Требование непротиворечивости. «Говорят, что посредине между двумя противоположными мнениями лежит истина. Никоим образом! Между ними лежит проблема» (И.В. Гете). Одним из самых очевидных методов проблематизации является норма непротиворечивости. Противоречие есть резкая форма когнитивной несвязности, когда одно и то же утверждается и в то же время отрицается. Важно отметить два аспекта идеала непротиворечивости: в отношении знания-результата он действует в негативной форме запрета, но для конструирования проблемы срабатывает позитивная сторона – когнитивное противоречие нужно найти, оценить и придать ему форму проблемы.

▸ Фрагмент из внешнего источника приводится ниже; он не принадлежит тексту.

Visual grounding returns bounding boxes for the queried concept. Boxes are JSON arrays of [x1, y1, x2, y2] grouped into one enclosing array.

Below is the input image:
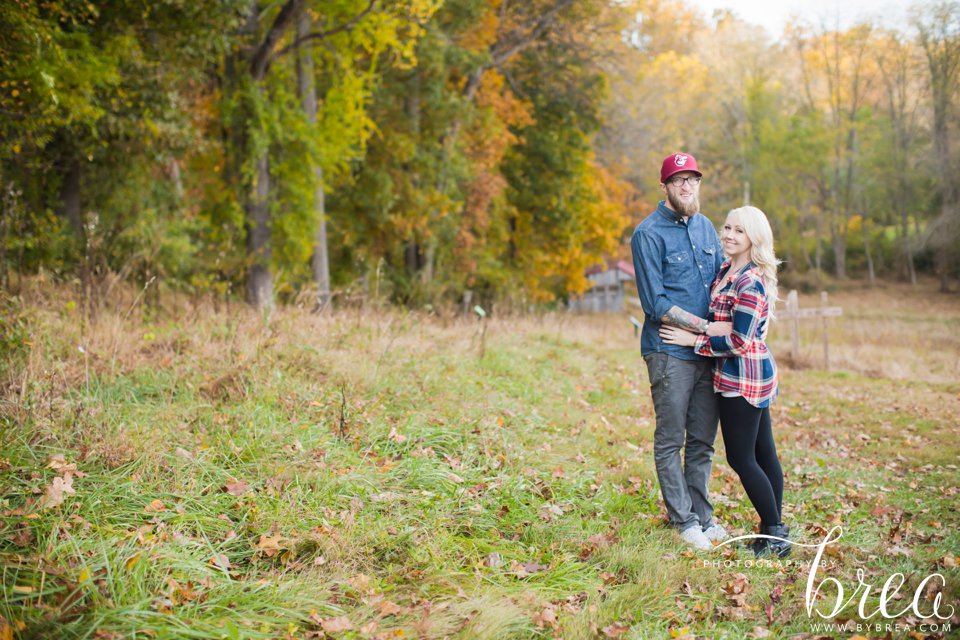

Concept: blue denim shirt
[[630, 201, 723, 360]]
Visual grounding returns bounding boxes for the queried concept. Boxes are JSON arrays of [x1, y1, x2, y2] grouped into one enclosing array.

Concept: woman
[[660, 207, 790, 557]]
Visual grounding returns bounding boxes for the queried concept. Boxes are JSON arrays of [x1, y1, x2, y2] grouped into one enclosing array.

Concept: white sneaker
[[703, 522, 730, 542], [680, 525, 713, 551]]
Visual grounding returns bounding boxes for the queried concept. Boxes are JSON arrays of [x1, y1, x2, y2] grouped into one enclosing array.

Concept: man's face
[[660, 171, 700, 217]]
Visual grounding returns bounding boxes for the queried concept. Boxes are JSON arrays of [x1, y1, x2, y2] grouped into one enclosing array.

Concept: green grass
[[0, 288, 960, 638]]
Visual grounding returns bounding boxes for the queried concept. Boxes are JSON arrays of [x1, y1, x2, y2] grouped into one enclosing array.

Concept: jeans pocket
[[647, 353, 667, 387]]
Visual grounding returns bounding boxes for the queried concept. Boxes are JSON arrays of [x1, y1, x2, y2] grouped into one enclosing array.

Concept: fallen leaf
[[143, 500, 167, 513], [40, 473, 76, 509], [484, 551, 503, 569], [601, 622, 630, 638], [254, 533, 284, 558], [47, 453, 77, 474], [380, 600, 403, 618], [320, 616, 353, 633], [226, 478, 250, 497]]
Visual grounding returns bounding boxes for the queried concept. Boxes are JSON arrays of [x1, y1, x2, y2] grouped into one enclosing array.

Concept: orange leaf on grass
[[225, 478, 250, 498]]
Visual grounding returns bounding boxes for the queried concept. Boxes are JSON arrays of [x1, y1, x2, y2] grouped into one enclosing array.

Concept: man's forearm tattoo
[[660, 305, 709, 333]]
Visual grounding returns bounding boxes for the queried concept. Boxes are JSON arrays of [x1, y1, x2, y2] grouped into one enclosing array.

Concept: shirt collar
[[657, 200, 690, 225]]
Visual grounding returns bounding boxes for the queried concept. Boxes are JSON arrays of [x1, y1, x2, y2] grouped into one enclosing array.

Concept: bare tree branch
[[250, 0, 305, 80], [275, 0, 377, 57]]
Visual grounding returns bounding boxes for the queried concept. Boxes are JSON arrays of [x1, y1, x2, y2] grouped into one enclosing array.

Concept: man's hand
[[706, 322, 733, 338], [660, 325, 697, 347], [660, 305, 707, 333]]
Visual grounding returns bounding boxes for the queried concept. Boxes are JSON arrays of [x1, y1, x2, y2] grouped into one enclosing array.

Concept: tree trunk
[[831, 232, 847, 280], [297, 10, 330, 312], [246, 149, 273, 311], [60, 155, 83, 238], [900, 206, 917, 287]]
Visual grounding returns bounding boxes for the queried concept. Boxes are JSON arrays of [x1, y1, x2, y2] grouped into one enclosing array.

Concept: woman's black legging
[[720, 396, 783, 526]]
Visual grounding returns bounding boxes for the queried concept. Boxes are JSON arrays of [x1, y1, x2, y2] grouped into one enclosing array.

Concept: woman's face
[[720, 213, 753, 260]]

Эту двойственность очень хорошо выразил английский ученый и философ Н.А. Уайтхед: «В формальной логике противоречие является сигналом бедствия, но в развитии реального знания оно означает первый шаг по направлению к успеху». Трудно переоценить значение идеала непротиворечивости, достаточно отметить, что у греков оно стало основой теоретической науки. Доказательство геометрических теорем предполагает прием «сведения к абсурду», что является частной формой нормы непротиворечивости.

Своеобразную трактовку идеалу непротиворечивости дал социальный психолог Л. Фестингер. В человеческой культуре сформировалась норма, согласно которой требуется, чтобы все когнитивные элементы были приведены к внутреннему согласию и соответствию. Но такое состояние консонанса может быть только относительно конечным, ибо реальные ситуации чаще всего далеки от него. Речь идет о таких ситуациях, когда в нашем сознании мы фиксируем элементы, отрицающие друг друга и противостоящие друг другу. Такие положения, сопряженные с психическим дискомфортом, можно назвать «когнитивным диссонансом», и их нельзя оценивать негативно, так как они порождают стремление к интеллектуальной и практической активности. Все усилия направляются к тому, чтобы перейти от когнитивного диссонанса к когнитивному консонансу1. Здесь совсем нетрудно обнаружить в первом проблему, а во втором – результат мышления.

Рис. 118

Идеал непротиворечивости в различных видах познавательной деятельности обретает специфическую конкретную форму. Эффект конкретизации достигается за счет сочетания идеала с другими ценностными нормами, которые могут иметь отнюдь не универсальный характер. Таковыми являются каноны, присущие определенному историческому периоду или отдельной этнической культуре. Так, у античных греков конечная мера считалась высокой положительной ценностью, а все виды бесконечности оценивались негативно. И это была нормативность, давшая два ведущих требования логико-теоретического мышления: а) правильный вывод должен производиться из конечного числа посылок за конечное количество шагов рассуждения; б) регресс в бесконечность есть абсурд или ошибка мышления. Правило непротиворечивости может конкретизироваться дисциплинарными нормами. Если взять развитие технических систем, то здесь началом каждого открытия выступает изобретательская задача. Ее ядром является техническое противоречие: «идеальный конечный результат» – реальная техническая система с рядом недостатков. Подобная специфичность отличает любую специальную проблему.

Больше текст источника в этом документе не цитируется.